One of my lectures makes the following statement:

$$( f(n)=O(n) \land f(n)\neq o(n) )\implies f(n)=\Theta(n)$$

Maybe I'm missing something in the definitions, but for example bubble sort is $O(n^2)$ and not $o(n^2)$ but it's also not $\theta(n^2)$ since it's best case run time $\Omega(n)$.

What am I missing here?

Asked By : Robert S. Barnes

Answered By : Shaull

What you are missing is a very important point: An algorithm is never $O()$ of anything, since it is usually not a even a real-valued function.

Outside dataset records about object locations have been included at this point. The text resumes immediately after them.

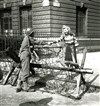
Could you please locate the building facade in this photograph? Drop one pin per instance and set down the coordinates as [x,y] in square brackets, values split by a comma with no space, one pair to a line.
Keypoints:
[48,16]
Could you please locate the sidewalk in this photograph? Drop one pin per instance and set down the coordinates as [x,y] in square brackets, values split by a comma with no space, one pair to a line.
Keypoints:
[92,61]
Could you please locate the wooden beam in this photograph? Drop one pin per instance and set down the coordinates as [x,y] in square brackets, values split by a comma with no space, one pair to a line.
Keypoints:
[85,71]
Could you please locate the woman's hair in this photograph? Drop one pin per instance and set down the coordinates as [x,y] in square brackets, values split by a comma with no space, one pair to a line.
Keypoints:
[31,34]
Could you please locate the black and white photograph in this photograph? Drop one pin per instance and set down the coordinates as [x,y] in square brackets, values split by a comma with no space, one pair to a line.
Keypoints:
[49,52]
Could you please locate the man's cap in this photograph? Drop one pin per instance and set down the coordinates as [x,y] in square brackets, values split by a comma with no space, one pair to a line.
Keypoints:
[31,33]
[65,26]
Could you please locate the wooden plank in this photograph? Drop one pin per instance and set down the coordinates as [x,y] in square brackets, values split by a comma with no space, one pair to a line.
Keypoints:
[85,71]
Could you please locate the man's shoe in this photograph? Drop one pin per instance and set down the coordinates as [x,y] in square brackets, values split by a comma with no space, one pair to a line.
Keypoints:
[18,89]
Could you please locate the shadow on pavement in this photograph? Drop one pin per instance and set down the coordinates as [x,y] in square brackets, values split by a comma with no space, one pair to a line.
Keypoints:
[42,102]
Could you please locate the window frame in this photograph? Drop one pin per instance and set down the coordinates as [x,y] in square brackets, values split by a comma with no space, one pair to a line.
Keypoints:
[22,15]
[81,15]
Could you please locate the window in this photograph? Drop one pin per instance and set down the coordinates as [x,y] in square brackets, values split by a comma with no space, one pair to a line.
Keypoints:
[25,19]
[6,22]
[81,21]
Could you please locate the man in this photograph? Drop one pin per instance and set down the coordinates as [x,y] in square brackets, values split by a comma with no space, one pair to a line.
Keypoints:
[25,57]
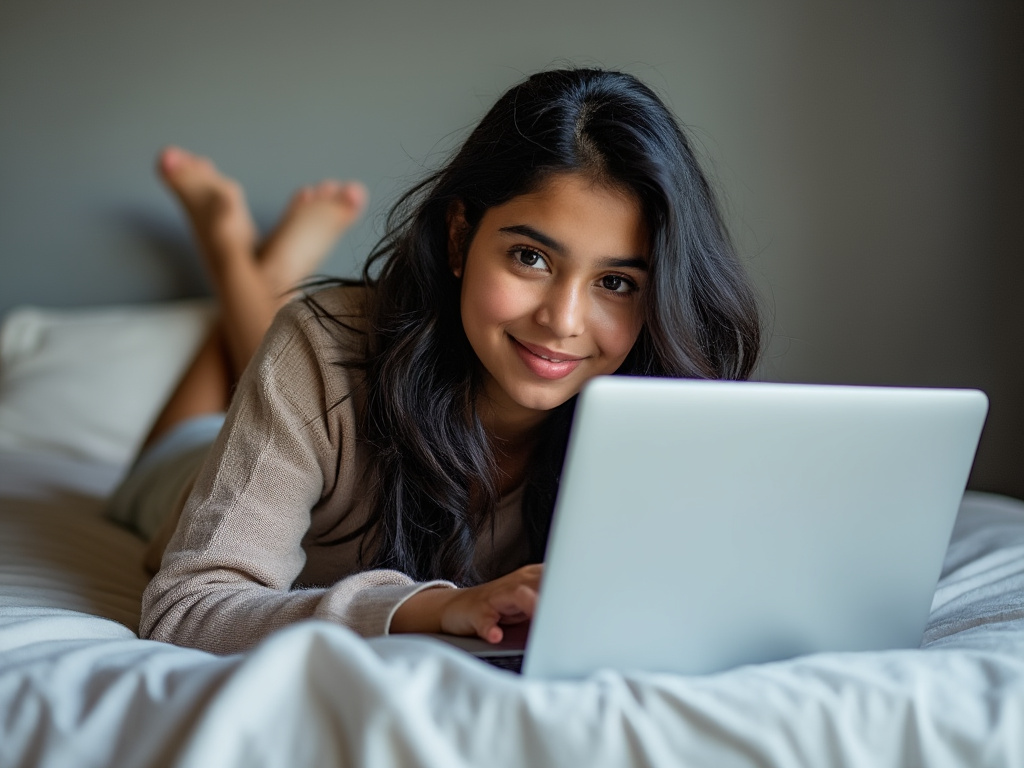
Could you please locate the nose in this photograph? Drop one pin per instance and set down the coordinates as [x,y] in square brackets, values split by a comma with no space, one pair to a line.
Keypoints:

When we say that bubble-sort is $O(n^2)$, what we mean is that in the function $f$, that represents the worst case run-time of bubble sort, is $O(n^2)$.

In this case, this function is indeed $\theta(n^2)$, since in the worst case, the run-time is bounded from below and from above by $c\cdot n^2$ for the relevant constants $c$.

To be more precise, the function that we refer to as the worst case runtime of an algorithm $A$ is defined by $$f_A(n)=\max_{x: |x|=n}\{\text{runtime of $A$ on input x}\}$$ And it is this function that we analyze for the worst case run time.

The best case run-time can be analyzed as well, of course. As you suggest, the best case run time of bubble sort is not $\theta(n^2)$, but rather $\theta(n)$.